According to blackpast.org, the Southern Christian Leadership Conference (SCLC) was created on January 10-11, 1957, when sixty black ministers and civil rights leaders met in Atlanta, Georgia in an effort to replicate the successful strategy and tactics of the recently concluded Montgomery, Alabama bus boycott. Rev. Martin Luther King Jr. was chosen as the first president of this new group dedicated to abolishing legalized segregation and ending the disfranchisement of black southerners in a non-violent manner.
SCLC.com reports that the boycott was carried out by the newly established Montgomery Improvement Association (MIA). Martin Luther King Jr. served as President and Ralph David Abernathy served as Program Director. It was one of history’s most dramatic and massive nonviolent protests, stunning the nation and the world. The boycott was also a signal to Black America to begin a new phase of the long struggle, a phase that came to be known as the modern civil rights movement.
As bus boycotts spread across the South, leaders of the MIA and other protest groups met in Atlanta on January 10 – 11, 1957, to form a regional organization and coordinate protest activities across the South. Despite a bombing of the home and church of Ralph David Abernathy during the Atlanta meeting, 60 persons from 10 states assembled and announced the founding of the Southern Leadership Conference on Transportation and Nonviolent Integration.

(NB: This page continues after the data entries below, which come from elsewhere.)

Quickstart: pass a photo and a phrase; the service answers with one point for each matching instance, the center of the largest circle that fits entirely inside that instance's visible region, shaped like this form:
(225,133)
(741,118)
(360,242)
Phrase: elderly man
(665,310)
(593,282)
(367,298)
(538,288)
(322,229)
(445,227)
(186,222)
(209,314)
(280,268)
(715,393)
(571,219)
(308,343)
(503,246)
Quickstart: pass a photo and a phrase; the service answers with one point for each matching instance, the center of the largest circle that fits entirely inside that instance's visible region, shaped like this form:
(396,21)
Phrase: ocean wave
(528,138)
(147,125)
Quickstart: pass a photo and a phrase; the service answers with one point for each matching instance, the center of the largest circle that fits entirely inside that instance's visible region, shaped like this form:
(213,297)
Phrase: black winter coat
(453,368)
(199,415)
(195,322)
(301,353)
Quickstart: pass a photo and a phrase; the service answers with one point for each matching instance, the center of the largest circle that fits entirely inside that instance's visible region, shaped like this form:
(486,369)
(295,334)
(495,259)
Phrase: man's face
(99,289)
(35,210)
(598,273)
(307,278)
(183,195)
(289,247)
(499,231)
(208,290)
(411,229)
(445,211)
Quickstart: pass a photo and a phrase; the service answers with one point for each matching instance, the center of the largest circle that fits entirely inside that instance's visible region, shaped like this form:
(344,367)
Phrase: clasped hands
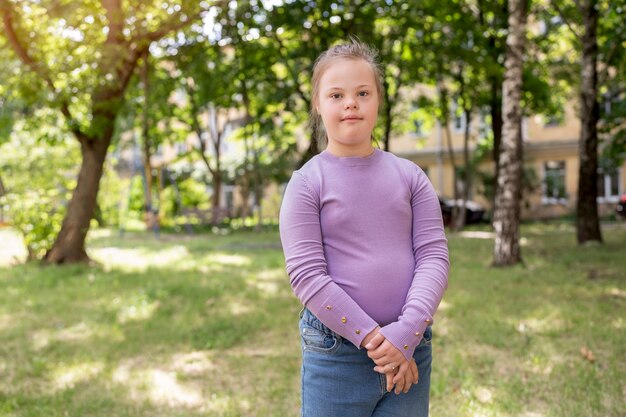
(391,362)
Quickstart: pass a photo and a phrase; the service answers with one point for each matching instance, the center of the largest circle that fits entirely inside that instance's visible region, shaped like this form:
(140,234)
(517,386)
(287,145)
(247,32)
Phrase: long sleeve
(301,238)
(430,278)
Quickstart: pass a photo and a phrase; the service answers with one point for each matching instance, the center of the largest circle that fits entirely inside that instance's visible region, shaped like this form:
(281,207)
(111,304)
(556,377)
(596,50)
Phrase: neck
(341,151)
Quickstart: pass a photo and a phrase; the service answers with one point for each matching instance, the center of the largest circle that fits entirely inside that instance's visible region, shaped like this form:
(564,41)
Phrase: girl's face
(347,101)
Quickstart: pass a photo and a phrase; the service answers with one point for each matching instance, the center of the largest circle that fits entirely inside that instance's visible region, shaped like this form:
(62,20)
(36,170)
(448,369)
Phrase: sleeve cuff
(342,314)
(405,336)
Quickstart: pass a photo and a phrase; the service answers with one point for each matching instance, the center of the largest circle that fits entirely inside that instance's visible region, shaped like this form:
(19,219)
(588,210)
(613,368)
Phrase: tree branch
(291,71)
(176,22)
(36,67)
(562,16)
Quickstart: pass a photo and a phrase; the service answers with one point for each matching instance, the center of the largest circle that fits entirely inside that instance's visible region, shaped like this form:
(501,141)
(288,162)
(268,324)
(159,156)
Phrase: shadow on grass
(207,325)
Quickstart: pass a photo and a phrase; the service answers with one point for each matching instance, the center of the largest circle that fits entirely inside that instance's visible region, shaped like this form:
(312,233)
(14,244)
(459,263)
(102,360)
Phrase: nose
(350,104)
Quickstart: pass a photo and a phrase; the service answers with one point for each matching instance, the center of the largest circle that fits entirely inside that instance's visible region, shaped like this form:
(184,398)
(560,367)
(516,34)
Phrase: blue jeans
(338,379)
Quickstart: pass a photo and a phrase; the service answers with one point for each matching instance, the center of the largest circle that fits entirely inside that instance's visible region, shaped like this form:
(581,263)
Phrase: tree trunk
(2,192)
(147,167)
(496,127)
(216,141)
(443,97)
(507,202)
(69,245)
(311,151)
(587,221)
(462,214)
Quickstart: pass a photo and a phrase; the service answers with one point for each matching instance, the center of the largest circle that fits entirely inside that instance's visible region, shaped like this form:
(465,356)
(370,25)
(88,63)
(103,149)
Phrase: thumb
(375,342)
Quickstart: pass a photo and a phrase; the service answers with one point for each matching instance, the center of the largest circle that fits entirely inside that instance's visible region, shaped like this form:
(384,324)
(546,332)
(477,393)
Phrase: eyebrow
(357,87)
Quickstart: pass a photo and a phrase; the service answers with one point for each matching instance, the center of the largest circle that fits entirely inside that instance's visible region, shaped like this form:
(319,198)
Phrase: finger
(399,386)
(414,371)
(402,370)
(386,369)
(389,382)
(383,360)
(376,353)
(375,342)
(408,380)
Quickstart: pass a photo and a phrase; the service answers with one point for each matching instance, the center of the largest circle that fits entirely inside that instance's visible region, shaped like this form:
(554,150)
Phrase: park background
(144,147)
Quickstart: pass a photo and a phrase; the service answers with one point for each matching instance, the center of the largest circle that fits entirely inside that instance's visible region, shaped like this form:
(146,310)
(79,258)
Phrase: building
(550,152)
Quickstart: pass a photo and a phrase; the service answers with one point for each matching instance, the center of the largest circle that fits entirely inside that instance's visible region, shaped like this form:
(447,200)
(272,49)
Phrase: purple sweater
(364,245)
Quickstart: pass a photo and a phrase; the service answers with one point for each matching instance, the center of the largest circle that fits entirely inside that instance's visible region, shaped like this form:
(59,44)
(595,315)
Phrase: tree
(99,46)
(597,62)
(508,193)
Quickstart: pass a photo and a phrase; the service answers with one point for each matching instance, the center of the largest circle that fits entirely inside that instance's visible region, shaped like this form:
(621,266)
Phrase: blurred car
(474,212)
(620,209)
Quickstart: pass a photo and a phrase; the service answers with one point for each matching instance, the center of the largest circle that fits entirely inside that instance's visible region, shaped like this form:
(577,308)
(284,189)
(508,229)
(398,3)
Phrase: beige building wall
(550,149)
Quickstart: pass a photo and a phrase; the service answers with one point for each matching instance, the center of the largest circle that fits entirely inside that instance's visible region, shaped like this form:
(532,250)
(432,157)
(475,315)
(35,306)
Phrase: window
(458,118)
(554,183)
(608,185)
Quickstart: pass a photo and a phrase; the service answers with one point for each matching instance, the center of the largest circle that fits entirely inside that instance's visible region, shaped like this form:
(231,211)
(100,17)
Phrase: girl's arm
(430,277)
(301,238)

They issued a document declaring that civil rights are essential to democracy, that segregation must end, and that all Black people should reject segregation absolutely and nonviolently.

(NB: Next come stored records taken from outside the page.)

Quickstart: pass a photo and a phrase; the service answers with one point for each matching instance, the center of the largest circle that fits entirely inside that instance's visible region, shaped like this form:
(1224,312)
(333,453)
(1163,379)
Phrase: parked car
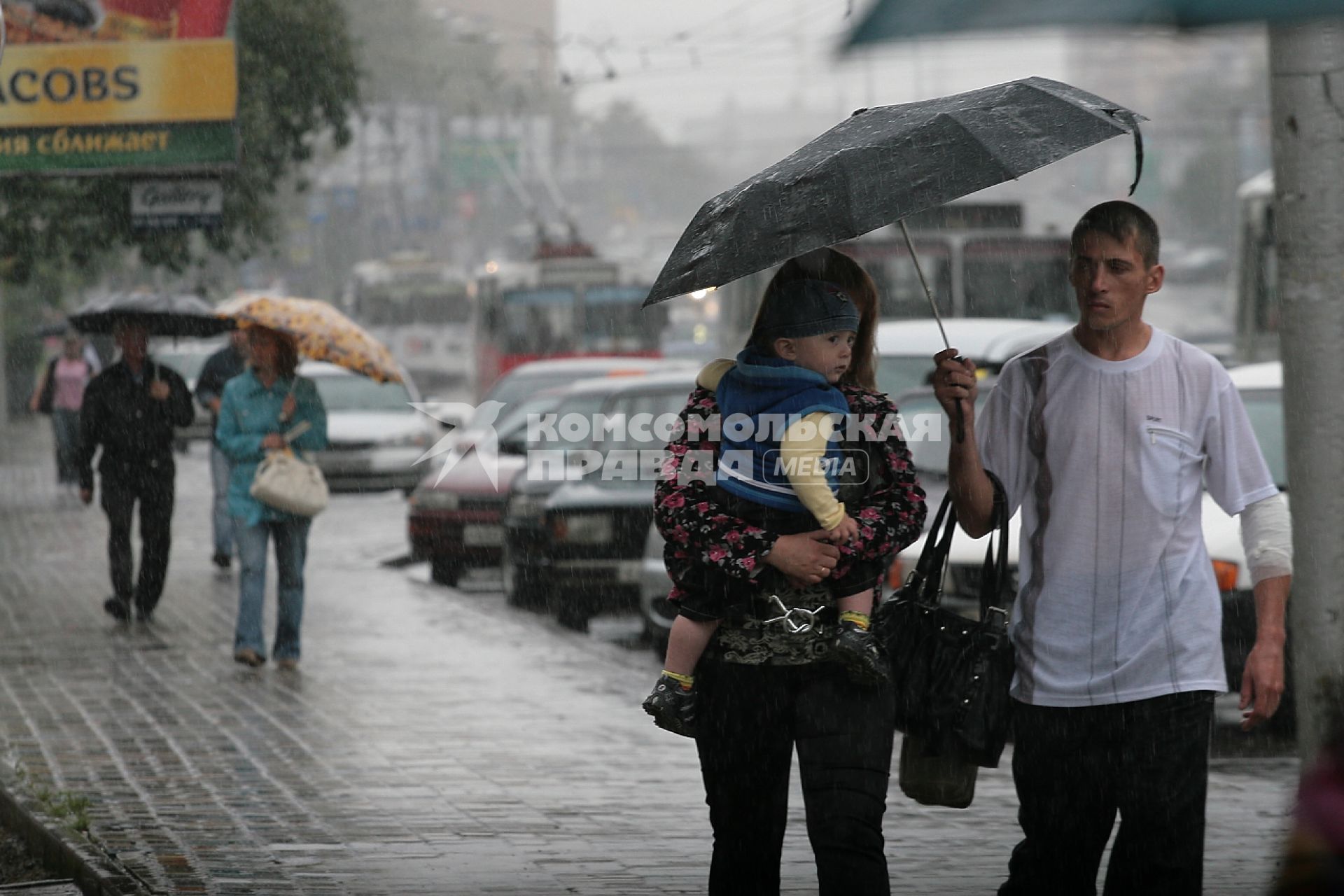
(588,556)
(456,520)
(454,516)
(655,583)
(523,561)
(906,348)
(375,435)
(1261,391)
(188,356)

Further organizing was done at a meeting in New Orleans, Louisiana on February 14, 1957. The organization shortened its name to Southern Leadership Conference, established an Executive Board of Directors, and elected officers, including Dr. Martin Luther King Jr. as President, Dr. Ralph David Abernathy as Financial Secretary-Treasurer, Rev. C. K. Steele of Tallahassee, Florida as Vice President, Rev. T. J. Jemison of Baton Rouge, Louisiana as Secretary, and Attorney I. M. Augustine of New Orleans, Louisiana as General Counsel.
At its first convention in Montgomery in August 1957, the Southern Leadership Conference adopted the current name, the Southern Christian Leadership Conference. Basic decisions made by the founders at these early meetings included the adoption of nonviolent mass action as the cornerstone of strategy, the affiliation of local community organizations with SCLC across the South, and a determination to make the SCLC movement open to all, regardless of race, religion, or background.

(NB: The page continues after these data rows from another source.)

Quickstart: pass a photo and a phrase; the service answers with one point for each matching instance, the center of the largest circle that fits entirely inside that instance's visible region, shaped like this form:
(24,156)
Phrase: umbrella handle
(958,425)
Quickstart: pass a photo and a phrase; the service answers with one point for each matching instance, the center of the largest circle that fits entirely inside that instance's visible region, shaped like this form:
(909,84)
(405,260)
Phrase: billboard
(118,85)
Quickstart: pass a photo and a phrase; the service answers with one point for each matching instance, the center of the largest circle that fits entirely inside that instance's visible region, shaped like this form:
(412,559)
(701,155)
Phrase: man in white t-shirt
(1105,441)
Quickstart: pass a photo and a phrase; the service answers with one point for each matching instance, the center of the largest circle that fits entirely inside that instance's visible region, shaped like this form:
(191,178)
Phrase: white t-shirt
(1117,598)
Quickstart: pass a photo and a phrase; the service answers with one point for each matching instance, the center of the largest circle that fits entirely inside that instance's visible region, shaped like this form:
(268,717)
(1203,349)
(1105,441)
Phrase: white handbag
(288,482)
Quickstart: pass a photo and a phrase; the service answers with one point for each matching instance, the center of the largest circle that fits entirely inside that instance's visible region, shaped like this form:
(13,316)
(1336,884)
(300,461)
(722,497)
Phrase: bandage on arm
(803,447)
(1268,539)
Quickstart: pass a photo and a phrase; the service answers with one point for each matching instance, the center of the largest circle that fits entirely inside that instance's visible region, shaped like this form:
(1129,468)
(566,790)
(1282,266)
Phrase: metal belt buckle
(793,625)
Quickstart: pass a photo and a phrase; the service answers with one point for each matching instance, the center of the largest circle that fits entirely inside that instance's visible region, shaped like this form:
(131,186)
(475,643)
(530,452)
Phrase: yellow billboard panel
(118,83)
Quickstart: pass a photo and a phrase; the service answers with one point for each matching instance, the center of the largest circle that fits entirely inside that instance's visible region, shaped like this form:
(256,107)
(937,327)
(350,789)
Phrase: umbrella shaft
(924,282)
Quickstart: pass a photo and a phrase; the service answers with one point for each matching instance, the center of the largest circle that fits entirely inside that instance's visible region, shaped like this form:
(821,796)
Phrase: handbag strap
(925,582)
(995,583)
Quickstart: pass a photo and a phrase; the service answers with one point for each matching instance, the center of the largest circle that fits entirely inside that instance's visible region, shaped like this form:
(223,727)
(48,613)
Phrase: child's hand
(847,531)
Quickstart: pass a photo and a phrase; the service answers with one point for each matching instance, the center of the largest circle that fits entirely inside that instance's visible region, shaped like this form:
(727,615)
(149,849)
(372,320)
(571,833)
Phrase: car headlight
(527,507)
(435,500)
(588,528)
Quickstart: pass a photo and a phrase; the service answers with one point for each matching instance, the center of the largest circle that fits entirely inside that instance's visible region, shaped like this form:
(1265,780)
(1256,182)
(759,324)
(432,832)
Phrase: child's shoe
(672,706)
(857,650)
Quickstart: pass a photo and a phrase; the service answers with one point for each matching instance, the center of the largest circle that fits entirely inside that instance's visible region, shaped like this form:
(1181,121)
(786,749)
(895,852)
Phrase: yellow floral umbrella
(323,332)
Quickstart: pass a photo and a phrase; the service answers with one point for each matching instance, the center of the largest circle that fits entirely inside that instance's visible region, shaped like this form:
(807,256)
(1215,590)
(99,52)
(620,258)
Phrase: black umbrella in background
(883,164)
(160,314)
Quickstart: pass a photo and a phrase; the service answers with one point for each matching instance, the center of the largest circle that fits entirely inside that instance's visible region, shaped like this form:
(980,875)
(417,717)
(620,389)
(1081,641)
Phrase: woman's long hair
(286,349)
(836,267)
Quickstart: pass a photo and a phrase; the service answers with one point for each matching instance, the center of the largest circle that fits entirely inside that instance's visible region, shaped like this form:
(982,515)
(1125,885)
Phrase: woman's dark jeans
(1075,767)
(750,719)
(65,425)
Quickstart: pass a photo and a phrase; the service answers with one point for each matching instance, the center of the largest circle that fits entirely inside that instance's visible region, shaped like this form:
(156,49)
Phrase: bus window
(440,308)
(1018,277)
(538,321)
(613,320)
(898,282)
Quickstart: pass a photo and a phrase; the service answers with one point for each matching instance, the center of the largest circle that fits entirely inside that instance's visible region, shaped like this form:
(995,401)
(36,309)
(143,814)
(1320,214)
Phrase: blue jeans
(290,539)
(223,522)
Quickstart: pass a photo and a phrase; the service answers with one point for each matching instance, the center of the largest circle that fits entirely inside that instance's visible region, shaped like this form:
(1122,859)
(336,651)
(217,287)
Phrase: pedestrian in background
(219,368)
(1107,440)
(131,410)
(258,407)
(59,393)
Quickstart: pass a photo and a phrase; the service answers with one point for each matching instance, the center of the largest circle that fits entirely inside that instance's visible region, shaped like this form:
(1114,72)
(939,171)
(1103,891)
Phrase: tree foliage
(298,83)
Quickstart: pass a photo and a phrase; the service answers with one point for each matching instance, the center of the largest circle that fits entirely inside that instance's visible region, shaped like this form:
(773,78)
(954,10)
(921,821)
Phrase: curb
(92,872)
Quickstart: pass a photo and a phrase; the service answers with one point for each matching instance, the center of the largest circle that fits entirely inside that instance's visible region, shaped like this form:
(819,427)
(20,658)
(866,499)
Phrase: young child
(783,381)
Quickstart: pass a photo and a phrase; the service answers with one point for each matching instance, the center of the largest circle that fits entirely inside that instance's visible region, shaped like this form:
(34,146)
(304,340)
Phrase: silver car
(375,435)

SCLC is now a nationwide organization made up of chapters and affiliates with programs that affect the lives of all Americans: north, south, east, and west. Its sphere of influence and interests has become international in scope because the human rights movement transcends national boundaries.
The organization operated primarily in the South and some border states, conducting leadership-training programs, citizen-education projects, and voter-registration drives. The SCLC played a major part in the civil rights march on Washington, D.C., in 1963 and in notable antidiscrimination and voter-registration efforts in Albany, Georgia, and Birmingham and Selma, Alabama, in the early 1960s—campaigns that spurred passage of the federal Civil Rights Act of 1964 and the Voting Rights Act of 1965.